Sheila Esmaili is the principal attorney at the Law Offices of Sheila Esmaili, in Los Angeles, California. Her practice primarily focuses on bankruptcy and litigation. She is extremely skilled in restructuring and reorganizing the finances of businesses and individuals. As a highly sought after attorney, she has acquired extensive experience in representing both creditors and debtors in Chapter 7, 11, and 13 Bankruptcy and related proceedings and litigation, including Adversary Proceedings. She has represented numerous plaintiffs and defendants through to trial, as well as handle several pre-bankruptcy planning and strategy, debt settlements and debt negotiations.

Disclaimer: This information is general, and should not be construed as legal advice.

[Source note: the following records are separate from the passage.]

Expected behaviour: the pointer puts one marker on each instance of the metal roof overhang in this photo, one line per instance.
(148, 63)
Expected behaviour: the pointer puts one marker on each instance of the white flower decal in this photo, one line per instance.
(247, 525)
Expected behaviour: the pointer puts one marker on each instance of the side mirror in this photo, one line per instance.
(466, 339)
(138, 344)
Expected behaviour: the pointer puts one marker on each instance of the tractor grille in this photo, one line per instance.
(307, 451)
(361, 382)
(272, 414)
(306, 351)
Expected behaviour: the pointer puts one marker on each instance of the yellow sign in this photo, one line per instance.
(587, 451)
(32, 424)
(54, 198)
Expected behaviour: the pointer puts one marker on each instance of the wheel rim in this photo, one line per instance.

As a case of First Impression at the Circuit Level, Ninth Circuit Holds That Impaired Accepting Class Requirement Applies to

Plan Confirmation on a “Per-Plan” Rather Than a “Per-Debtor” Basis

On January 25, 2018, the United States Court of Appeals of the Ninth Circuit (the “Ninth Circuit” or the “Court”) held that section 1129(a)(10) of the Bankruptcy Code, which requires that to confirm a plan there must be at least one impaired

accepting class, applies on a “per-plan” basis, rather than a “per-debtor” basis. JPMCC 2007-C1 Grasslawn Lodging, LLC v. Transwest Resort Props. Inc., et al. (In re Transwest Resort Props. Inc.), No. 16-16221, 2018 U.S. App. LEXIS 1947 (9th Cir. Jan. 25, 2018) (“Opinion”).

This Opinion is significant because under a “per-plan” approach, only a single impaired accepting class is required among all debtors covered under a joint plan. In other words, multiple debtors with a joint plan may cram their plan down on all creditors based on a single accepting class, even where the impaired accepting class has claims against different debtors than the crammed-down class.

The Ninth Circuit is the first circuit court to address the “per-debtor” versus “per-plan” issue, and lower courts in the Southern District of New York and District of Delaware remain split on the proper approach. This Opinion, which the Ninth Circuit marked for publication, is also available on the Ninth Circuit’s website:

JPMCC provides the first Circuit Court level support for the “per plan” approach and may be cause for concern for those who structure real estate investments relying upon a borrower’s corporate separateness from its affiliates and subsidiaries.

However, the concurring opinion of Judge Friedland provides insight to mezzanine lenders, and a strategy for countering the effect of this opinion. Since the concurring opinion emphasized that substantive consolidation cannot be trumped by the adoption of the “per plan” approach under section 1129(a)(10), mezzanine lenders should seek (and preserve for appeal) a substantive consolidation determination when a joint plan is proposed for non-substantively consolidated debtors.